Pride as we know it today looks a lot different than when it first emerged back in the late 1960s as a protest for equality and recognition. Today, Pride is marked by a month of festivals, events and parades that celebrate and show support for LGBTQ2SIA+ communities.
As this year marks the 50th anniversary of the first Pride parade (held in New York City), we spoke to Matt Numer, an associate professor and head of the Division of Health Promotion in the School of Health and Human Performance and an advocate for LGBTQ2SIA+ health issues, about the history of Pride and why it is still so important to celebrate today.
Can you tell us a bit about the history of Pride and how it has evolved over the decades?
Pride started as a form of protest against fairly overt oppression, primarily from the police, I would say. We saw a lot of issues decades ago with police attempting to out people, arrest people for engaging in what at the time they called “homosexual activities.” People are pretty familiar with the rise of the gay rights movement with the Stonewall Riots, when police attempted to raid bars. What they would do is they would go in and they would particularly target people transgressing gender norms. Today, we might call them drag queens; the way we define people has also evolved over the years. But they would drag people out and publish their names and attempt to have them fired, and all sorts of things like that. In Canada, you had the bath house raids in Toronto, where they would go and purposefully target people engaged in sex activities. Out of that, Pride became a protest — a march very similar to the protests we see today with the Black Lives Matter movement. I think that’s where it gets its historical roots.
How has it evolved? I think in many ways Pride is still a form of protest and a form of garnering attention, though it may not necessarily be for the same cause and it may take on different forms today. Today, when we think of Pride, most people just think of the celebration, parties, drinking, the parade in particular. But it is still calling attention to the fact that there’s a community of people out there who have been historically marginalized and continue to be in many ways. Pride is the opportunity today for many allies to come out and show their support for us to make queer identities visible to youth. A big way that oppression works is to hide how people are marginalized. Growing up, I didn’t really know many gay people. They were just seen as so outlandish in the eyes of the general population, unless it was something like arrests and protests and stuff like that.
A gay rights demonstration in Toronto, circa 1980s. (Courtesy Canadian Lesbian and Gay Archives)
What are some of the unique challenges experienced by LGBTQ2SIA+ communities today and how does Pride bring recognition to those issues?

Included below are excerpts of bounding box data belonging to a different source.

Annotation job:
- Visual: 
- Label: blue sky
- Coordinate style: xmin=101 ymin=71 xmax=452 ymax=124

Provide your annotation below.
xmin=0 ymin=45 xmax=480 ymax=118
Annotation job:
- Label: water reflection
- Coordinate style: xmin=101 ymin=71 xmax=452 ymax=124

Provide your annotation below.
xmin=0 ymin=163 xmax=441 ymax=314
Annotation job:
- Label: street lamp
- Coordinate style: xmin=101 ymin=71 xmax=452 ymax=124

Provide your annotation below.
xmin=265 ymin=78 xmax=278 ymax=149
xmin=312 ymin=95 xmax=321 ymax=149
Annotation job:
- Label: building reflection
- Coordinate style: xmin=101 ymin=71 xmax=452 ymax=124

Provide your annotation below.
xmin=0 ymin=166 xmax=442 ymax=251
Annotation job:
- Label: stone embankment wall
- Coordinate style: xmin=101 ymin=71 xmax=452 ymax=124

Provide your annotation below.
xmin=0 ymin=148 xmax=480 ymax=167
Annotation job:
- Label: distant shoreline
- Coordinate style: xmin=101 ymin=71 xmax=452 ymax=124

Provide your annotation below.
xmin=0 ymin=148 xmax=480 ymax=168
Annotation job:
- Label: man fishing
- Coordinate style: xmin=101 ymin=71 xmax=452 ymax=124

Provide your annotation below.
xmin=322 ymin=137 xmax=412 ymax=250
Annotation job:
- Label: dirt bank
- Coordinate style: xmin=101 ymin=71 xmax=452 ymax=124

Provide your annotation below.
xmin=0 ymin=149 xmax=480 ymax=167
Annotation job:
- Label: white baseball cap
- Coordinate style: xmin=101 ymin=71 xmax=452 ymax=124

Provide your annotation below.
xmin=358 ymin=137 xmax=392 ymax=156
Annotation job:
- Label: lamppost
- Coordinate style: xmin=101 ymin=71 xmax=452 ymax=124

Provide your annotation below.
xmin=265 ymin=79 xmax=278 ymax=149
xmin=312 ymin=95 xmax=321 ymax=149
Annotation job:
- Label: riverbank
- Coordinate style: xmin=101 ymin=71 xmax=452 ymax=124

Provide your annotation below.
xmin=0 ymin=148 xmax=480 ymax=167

Pride is also a way for us to see issues that may not be immediately visible. So, you’ll often see different groups marching in the Pride parade. Today it has become very corporatized with the banks and other companies pay their employees to go march in the parade — which, don’t get me wrong, I’m glad that we have corporate support, but that’s not really what Pride is about. But you will see other community groups marching in the parade. They give rise and give light to issues that may not be visible in the Canadian context. There’s a queer Arabs group, Rainbow Refugees — an organization that attempts to help people who have suffered because of their sexual orientation or gender identity to emigrate to Canada. Pride Health is a group through Nova Scotia Health Authority that looks at the disparities in health that emerge for people with queer identities.
Pride is also a time when you can typically get attention from government and media. For many organizations, it’s a time when they show that support. I know from my own advocacy work that when we can raise issues close to Pride they tend to get more attention than during the rest of the year. Governments are fairly dismissive until there is political expediency for them.
What can governments, workplaces, community groups and the general public do to support LGBTQ2SIA+ communities and address these unique challenges?
Money speaks. When governments and organizations are investing in the health and well-being of queer people, then we may start to address some of the health disparities. I think that we still haven’t done a good job of that. On the surface, we think that because we’ve got gay marriage that everything has been solved in Canada, but actually we have greater issues related to mental health, suicide, substance use and things of that nature. That isn’t a product of being gay or queer — that’s a product of a homophobic society. Those are more difficult issues to get at and what we need is a commitment from government to invest more substantively in things like Pride Health, the Youth Project, access to medications. My own advocacy work has a lot to do with HIV prevention and there’s a drug out there that can prevent it almost 100 per cent, but many people don’t have access to it because it’s expensive. The Government of Nova Scotia has refused to pay for it, while about half of Canada’s other provinces have.